Switzerland’s history as a wealthy (and politically neutral) nation has resulted in more than its fair share of castles, palaces, and fortresses—some real, some of the hotel variety, but all magnificent. At the castlelike five-star retreats dotted throughout the country, guests can enjoy every luxury amenity imaginable in superb settings allowing Swiss precision and service to shine. With ski season now under way, these palatial stays have the winter wonderland vistas they deserve. Herewith, six of the country’s most over-the-top castle hotels.
A fairy-tale-like property in the Alps, the 115-year-old Gstaad Palace is perched above stately, sophisticated Gstaad. (Most pronounce it incorrectly: Locals say “Sh-t-ahh-d.”) In a town where HRH sightings are common and the world’s most expensive boarding school is located half the year, the old-world Gstaad Palace is a hotel literally fit for royalty.
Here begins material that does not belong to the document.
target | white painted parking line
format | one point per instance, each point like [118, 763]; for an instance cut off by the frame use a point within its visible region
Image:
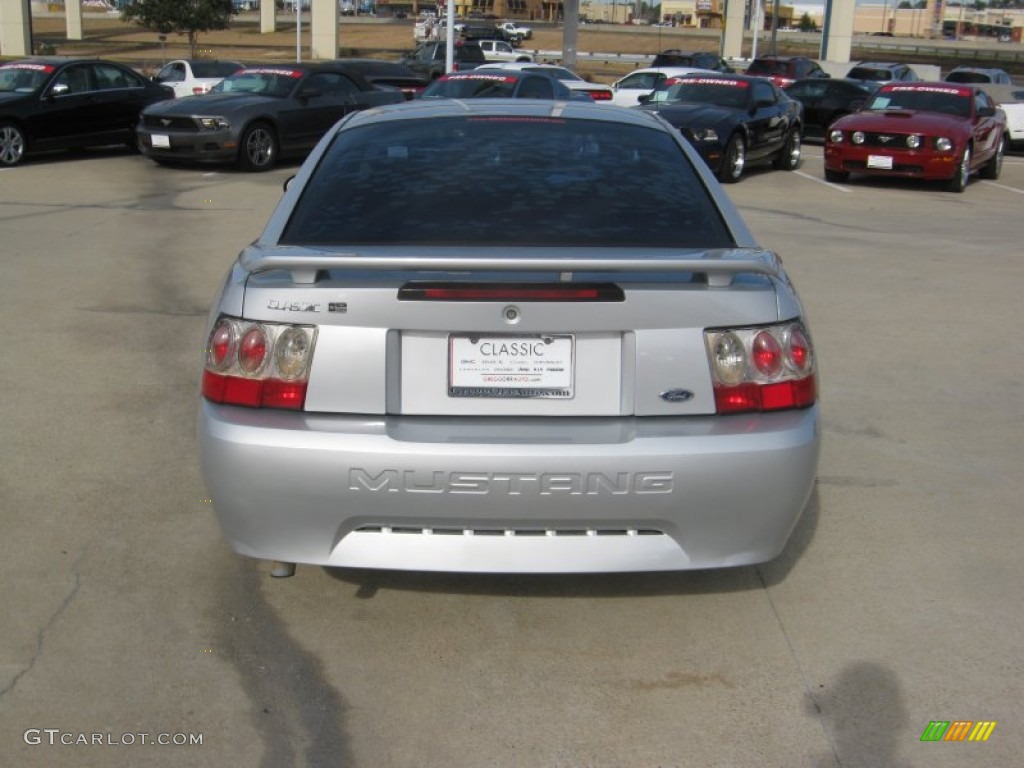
[822, 181]
[1004, 186]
Family-owned, the Palace plays host to traditionalists who return every year for white-gloved service and a myriad of activities—from snowboarding and snowshoeing to dog sledding and heliskiing. Privacy is a hallmark: During World War II, the Swiss government hid gold reserves in a two-story bunker at the hotel. Today, a visit to GreenGo is a must—the legendary basement nightclub features mega-DJs like David Guetta and has played host to A-list stars like Pippa Middleton, Madonna, and Bono.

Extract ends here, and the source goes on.